A few things made the course tough. I’d been having some pain in my knees and ankles after about 8 miles or so on runs, and Sunday was no different. We also had to pick up these bracelets and could only finish the race when we had three on our wrists. There was no sign or indication of where this area was and over the course of the run I kept wishing this area would come sooner than it did, which I think also had to do with the lack of adequate kilometer markers. I first saw the 10km marker, then the 5km marker and completely missed the 20km marker. Even though they were loops it was a challenge to figure out exactly how far I had run.

Another challenge was the fact that for the entire course we were running by restaurants, bars, and cute shops. Running has become my least favorite of the three sports and I felt like the Belgian-beer drinking tourists were a big tease. Another thing I have notices about races in Europe is that the spectators only cheer for people they know. There aren’t throngs of cheering people just screaming for anyone. Because of this, I felt like we runners were a big tourist attraction.

I reached the finish with a run time of 2:19. Considering that I just barely broke two hours at the National Half Marathon back in March, I was happy with this time. Overall, I finished the race in 6:54:27.  Woo hoo! The winner of the race finished in 3:45 and the first female finished in 4:21. I was 1095 out of 1149 finishers. So, yes, I’m pretty slow.

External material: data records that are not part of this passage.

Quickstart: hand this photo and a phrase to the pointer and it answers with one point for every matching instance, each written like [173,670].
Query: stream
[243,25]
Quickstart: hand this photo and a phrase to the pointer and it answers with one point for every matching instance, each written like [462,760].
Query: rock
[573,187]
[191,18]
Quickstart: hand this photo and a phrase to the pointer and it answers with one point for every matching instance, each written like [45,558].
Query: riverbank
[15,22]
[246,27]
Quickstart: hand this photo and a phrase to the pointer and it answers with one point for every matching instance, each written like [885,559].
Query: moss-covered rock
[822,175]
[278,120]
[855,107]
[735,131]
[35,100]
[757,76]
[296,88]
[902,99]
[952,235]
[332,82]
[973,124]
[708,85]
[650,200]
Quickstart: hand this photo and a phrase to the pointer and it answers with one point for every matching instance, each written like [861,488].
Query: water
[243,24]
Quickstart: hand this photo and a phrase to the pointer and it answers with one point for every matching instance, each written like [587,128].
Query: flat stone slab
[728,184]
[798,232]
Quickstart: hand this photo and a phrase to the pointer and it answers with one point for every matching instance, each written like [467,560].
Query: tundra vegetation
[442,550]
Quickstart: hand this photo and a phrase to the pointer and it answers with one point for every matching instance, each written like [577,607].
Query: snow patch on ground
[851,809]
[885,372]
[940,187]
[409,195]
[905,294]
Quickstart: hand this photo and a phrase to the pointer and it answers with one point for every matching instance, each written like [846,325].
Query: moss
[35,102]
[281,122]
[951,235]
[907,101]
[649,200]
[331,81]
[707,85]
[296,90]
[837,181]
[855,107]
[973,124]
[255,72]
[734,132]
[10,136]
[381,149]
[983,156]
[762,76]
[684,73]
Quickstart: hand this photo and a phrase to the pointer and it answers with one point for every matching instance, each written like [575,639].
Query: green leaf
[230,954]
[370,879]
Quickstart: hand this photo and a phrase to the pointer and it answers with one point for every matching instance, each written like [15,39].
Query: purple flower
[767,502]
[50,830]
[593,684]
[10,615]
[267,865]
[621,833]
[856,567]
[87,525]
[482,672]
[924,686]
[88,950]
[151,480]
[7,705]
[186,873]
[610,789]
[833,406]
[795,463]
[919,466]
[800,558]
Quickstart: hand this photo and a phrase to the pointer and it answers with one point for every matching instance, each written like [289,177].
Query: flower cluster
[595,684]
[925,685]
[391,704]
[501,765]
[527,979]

However, I have to say I absolutely loved the race and the distance and am more committed to the sport (and getting faster) than ever before. I was also super happy for Bram who finished in 5:35 with this 70.3 being only his second triathlon ever.

I would not recommend moving overseas a month before ones first 70.3 as it kind of threw a good deal of my training out the window. But I have no regrets. I think the Antwerp course is really great and is organized well, so if anyone from DC Tri is interested in racing it next year, let me know!

After the race, we walked around the center of town, found a restaurant, locked up our bikes and proceeded to drink Belgian beer and eat some good ol’ Belgian fries. It was great!

The rest of the season will hopefully include an Olympic distance or 1/3 distance race later this summer or early fall and also the Amsterdam half-marathon, where I aim to beat my previous time of 1:58.